Yesterday, I was imagining that I was an English teacher and that I wanted to really get my class of high school students thinking about topics that were important to them in order to write about them. I would walk into the class, say "What is wrong with the world today?" and then call on someone to answer the question. Then call on someone else and someone else and so on until we got a nice group of topics on the board and then we'd go from there. I was also thinking that this could morph into a civics project. If you think that homelessness is wrong, what are your options to do something about it, even as a teenager. If you think that eating meat is wrong, what can you do about that? If you think the war in Iraq is wrong, what can you do about that? You see where I'm going with this. (Clearly, I would *not* run this by the administration first.)

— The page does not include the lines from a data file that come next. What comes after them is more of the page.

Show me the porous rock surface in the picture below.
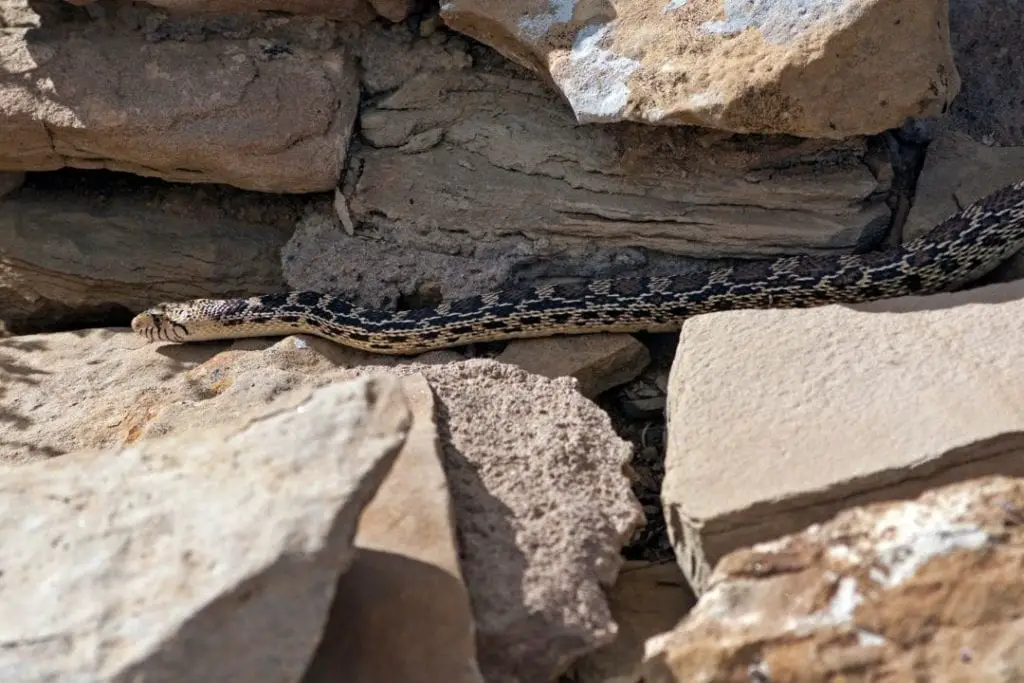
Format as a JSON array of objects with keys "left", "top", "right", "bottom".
[
  {"left": 644, "top": 476, "right": 1024, "bottom": 682},
  {"left": 663, "top": 277, "right": 1024, "bottom": 593},
  {"left": 441, "top": 0, "right": 959, "bottom": 137},
  {"left": 0, "top": 376, "right": 410, "bottom": 683},
  {"left": 0, "top": 330, "right": 643, "bottom": 683}
]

I thought how I'd explain that there were some things that are wrong that everyone agrees are wrong and there were other things that are wrong that other people don't think are wrong at all. As I was thinking this, I realized that almost nothing falls into the first category. Part of what reminded me of this is a talk I went to a couple of weeks ago by Micah Kellner that was sponsored by Reform Jewish Voice, which was formed when some Reform Jews realized that although we have quite a voice in Washington, the only Jews that Albany was hearing from (where New York makes it's laws) were Chasidic. As the saying goes, Two Jews, Three Opinions and that can't be more true then when it comes to Jews of differing denominations and politics. From abortion to the death penalty, we Jews are certainly not of one voice. I would like to be heard, which is why I went to this meeting.
I found the talk interesting even though I don't remember most of it now. However, one thing that did come up was drugs and prison. Primarily, he spoke about how the Rockefeller Drug Laws are filling the prisons with non-violent offenders who could be going into treatment, thereby reducing the rate of recidivism (offending again). The Rockefeller Drug Laws are absolutely draconian, by the way, mostly because they don't have judicial discretion. Judges are forced to send first offenders to jail for seven to 21 years for possessing or selling 2 ounces of cocaine. Coincidentally, this is the same sentence as a person convicted of second degree murder - although that would be up to a judge. Now I am not an advocate of cocaine use. I think it's bad for people individually and bad for communities as a whole. However, I also don't equate it with killing someone. I really don't.
Anyway, the Assemblyman was talking about how bad these laws are and I raised my hand (old habits die hard) and asked, "I've been looking over this recently and I am a little unclear who could possibly be for these laws." His answer? Prison guards. I haven't had time to look into that, but it's an interesting idea.
Meanwhile, what do you think is wrong with this world?